En clair, il apparaît  qu’en dépit de son économie dynamique dont la croissance flirte avec les 10 %, la Côte d’ivoire pourvoit, en grand nombre, des candidats à l’immigration irrégulière. Il importe ici de s’interroger sur l’efficacité de la redistribution des richesses générées par l’embellie économique. Ces chiffres de l'OIM devraient amener l'Etat ivoirien à l'élaboration d'une politique qui impacterait davantage les conditions de vie de ses populations, et freinerait, par ricochet, le départ de ses jeunes pour un El dorado illusoire.



Retour de plusieurs jeunes ivoiriens de la Libye, pays de passage pour de nombreux migrants subsahariens avant de rejoindre les côtes européennes.

En outre, le contexte socio-politique post crise présente une résilience bien complexe. A l’approche des échéances électorales de 2020, les discours des élites politiques, le jeu des alliances et ruptures politiques, les menaces à peine voilées et par médias interposés incitent de nombreux jeunes à quitter la Côte d’ivoire. Pour eux, certes, l’avenir du pays est prometteur, cependant, les enjeux du scrutin de 2020 feraient craindre une résurgence du conflit ou à tout le moins des violences électorales et post-électorales. Si certains optent pour l’immigration irrégulière, d’autres, plus prudents, voudraient se donner les chances de réussir leurs études et se  construire une meilleure carrière professionnelle en s’installant dans des pays reconnus pour leur stabilité socio-politique (Bénin, Ghana, Maroc, Sénégal, etc.).

En outre, les pays africains sont confrontés à d’énormes défis d’ordre sécuritaire. Abonnés aux guerres civiles fratricides et autres rébellions armées habituelles qui les ont généralement fragilisés, ils font face, désormais, à une nouvelle forme de conflit. Il s’agit de la guerre asymétrique que leur imposent les organisations terroristes. L’Afrique subsaharienne apparait comme l’un des terreaux fertiles pour les activités des nébuleuses Al Quaida au Maghreb Islamique (AQMI) et l’Etat Islamique (EI) et leurs ramifications. Les pays dont les populations sont les plus affectées sont ceux de la bande sahélienne (Mauritanie, Mali, Niger, Tchad) et certains pays qui leur sont voisins tels que le Burkina Faso et le Nigeria.

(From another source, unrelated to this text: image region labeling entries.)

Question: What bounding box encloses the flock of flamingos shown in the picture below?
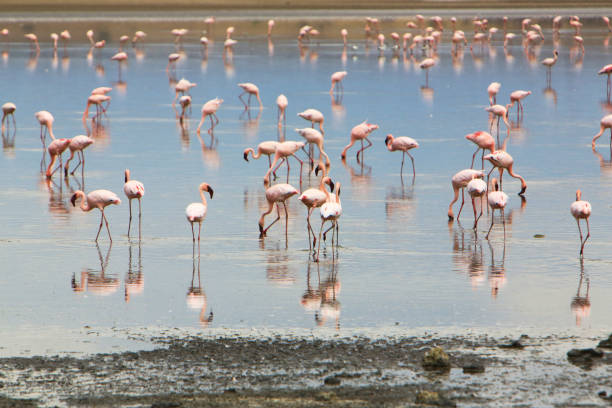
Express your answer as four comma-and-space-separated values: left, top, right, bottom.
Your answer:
0, 15, 612, 261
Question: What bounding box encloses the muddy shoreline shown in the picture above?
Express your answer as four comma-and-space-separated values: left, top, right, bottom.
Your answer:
0, 334, 612, 407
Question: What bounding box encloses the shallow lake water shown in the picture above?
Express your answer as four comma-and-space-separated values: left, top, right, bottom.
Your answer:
0, 15, 612, 354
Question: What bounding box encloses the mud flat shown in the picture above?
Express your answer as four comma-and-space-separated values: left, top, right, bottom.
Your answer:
0, 329, 612, 407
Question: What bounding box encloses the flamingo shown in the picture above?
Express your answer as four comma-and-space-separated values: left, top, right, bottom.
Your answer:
197, 98, 223, 135
295, 128, 331, 167
2, 102, 17, 132
329, 71, 347, 95
238, 82, 263, 110
340, 121, 378, 162
83, 94, 111, 122
485, 178, 508, 239
508, 89, 531, 121
597, 64, 612, 100
298, 109, 325, 133
570, 190, 591, 258
465, 131, 495, 169
185, 183, 214, 242
466, 178, 487, 230
419, 58, 436, 88
448, 169, 484, 221
316, 182, 342, 262
64, 135, 94, 177
385, 133, 419, 177
70, 190, 121, 243
541, 50, 559, 88
264, 140, 305, 186
276, 94, 289, 127
591, 114, 612, 150
298, 171, 334, 246
34, 111, 55, 149
123, 169, 145, 238
243, 140, 278, 169
487, 82, 501, 106
259, 182, 298, 238
484, 150, 527, 197
485, 103, 512, 144
46, 139, 70, 180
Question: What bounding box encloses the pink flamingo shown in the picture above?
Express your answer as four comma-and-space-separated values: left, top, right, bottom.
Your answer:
46, 139, 70, 180
542, 50, 559, 88
197, 98, 223, 135
123, 169, 144, 238
70, 190, 121, 243
83, 94, 111, 122
570, 190, 591, 258
34, 111, 55, 149
276, 94, 289, 127
448, 169, 484, 221
485, 103, 512, 144
329, 71, 347, 95
298, 109, 325, 133
591, 114, 612, 150
315, 182, 342, 262
264, 141, 305, 186
64, 135, 94, 177
484, 150, 527, 196
466, 178, 487, 229
385, 133, 419, 177
243, 140, 279, 169
2, 102, 17, 133
185, 183, 214, 242
298, 174, 334, 246
508, 89, 531, 121
258, 183, 298, 238
597, 64, 612, 101
238, 82, 263, 110
465, 131, 495, 169
340, 121, 378, 162
485, 178, 508, 239
487, 82, 501, 106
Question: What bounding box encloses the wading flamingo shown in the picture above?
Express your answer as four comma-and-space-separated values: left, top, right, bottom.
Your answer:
298, 109, 325, 133
329, 71, 347, 95
298, 173, 334, 246
591, 114, 612, 150
185, 183, 214, 242
258, 183, 299, 238
2, 102, 17, 132
570, 190, 591, 258
197, 98, 223, 135
465, 131, 495, 169
485, 178, 508, 239
46, 139, 70, 180
243, 140, 279, 170
276, 94, 289, 127
466, 178, 487, 230
484, 150, 527, 196
315, 182, 342, 262
385, 133, 419, 177
64, 135, 94, 177
295, 128, 331, 167
70, 190, 121, 242
340, 121, 378, 162
448, 169, 484, 221
123, 169, 144, 238
238, 82, 263, 110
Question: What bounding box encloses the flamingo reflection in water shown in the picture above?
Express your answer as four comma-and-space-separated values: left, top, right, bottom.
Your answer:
570, 259, 591, 326
124, 240, 144, 302
70, 244, 121, 296
186, 249, 214, 327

La lutte contre Boko Haram dans le nord du Nigeria ou contre AQMI et ses nombreuses organisations affiliées dans le nord du Mali n’épargnent aucunement les populations civiles. L’insécurité ambiante dans ces différentes zones engendre un exode des populations civiles. Les occidentaux qui s'aventurent dans ces zones de non droit s'exposent à des rapts. Le trafic d’êtres humains prospèrent également dans la zone et les premières victimes sont les candidats à l'immigration clandestine. 

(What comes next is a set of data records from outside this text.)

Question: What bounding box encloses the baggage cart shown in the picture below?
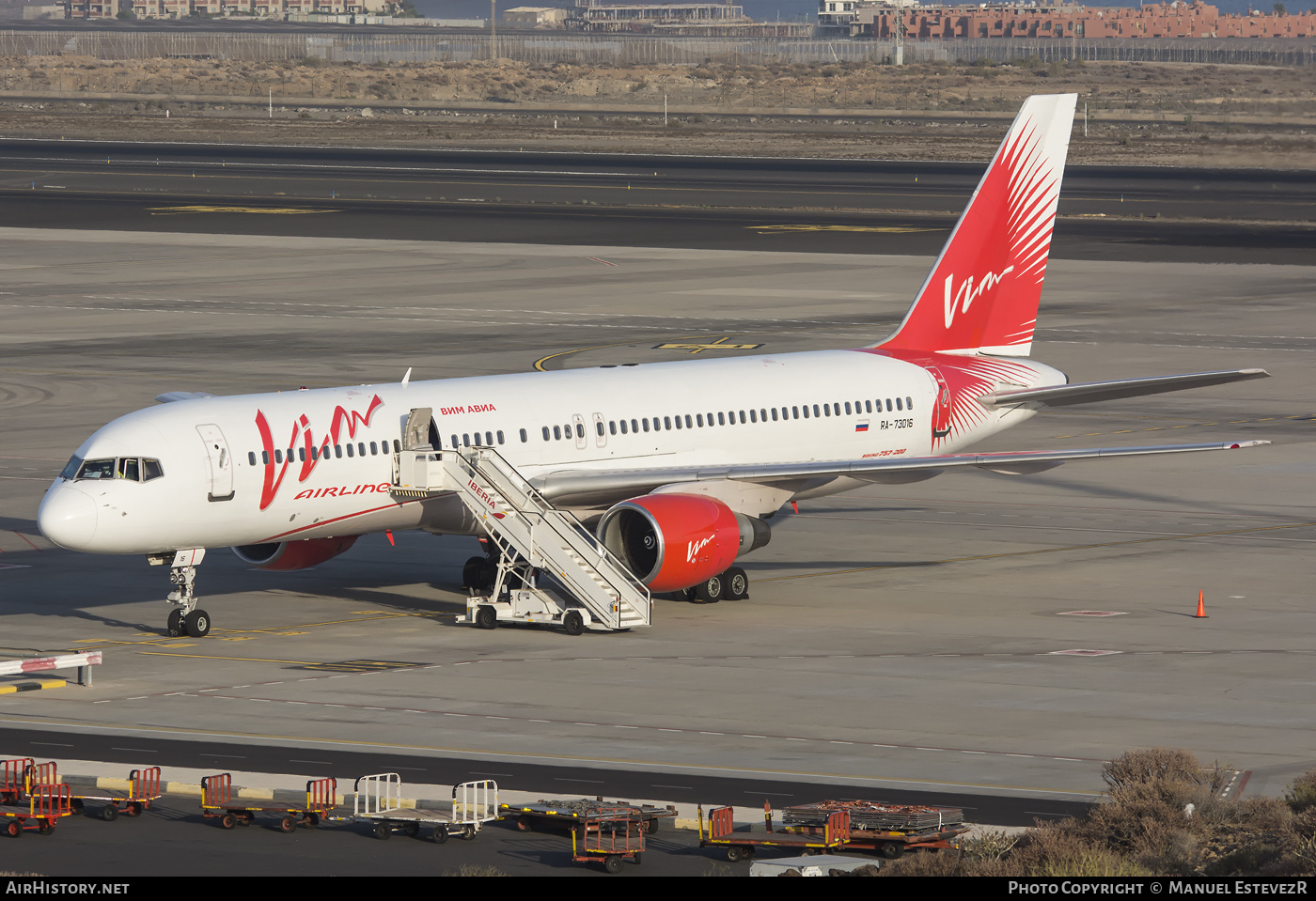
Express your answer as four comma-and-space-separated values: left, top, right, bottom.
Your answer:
0, 757, 36, 803
572, 805, 645, 874
698, 803, 850, 862
71, 767, 162, 823
201, 772, 338, 832
341, 772, 499, 845
769, 799, 968, 861
499, 799, 677, 835
0, 785, 73, 838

Nonobstant tous ces dangers, le Nigeria bat un triste record. Il occupe le premier rang du peloton de tête des dix premières nationalités des migrants arrivés en Italie entre janvier et novembre 2016. Ici également, les chiffres de l’Organisation internationale des migrations sont alarmants. Les Nigérians ont constitué 21 % des entrants, suivis par les Erythréens (11,7 %), et des Guinéens (7,2 %)[3].

Face à l’ampleur du phénomène, les Etats européens et africains ont intérêt à définir une stratégie commune afin d’y trouver des solutions durables.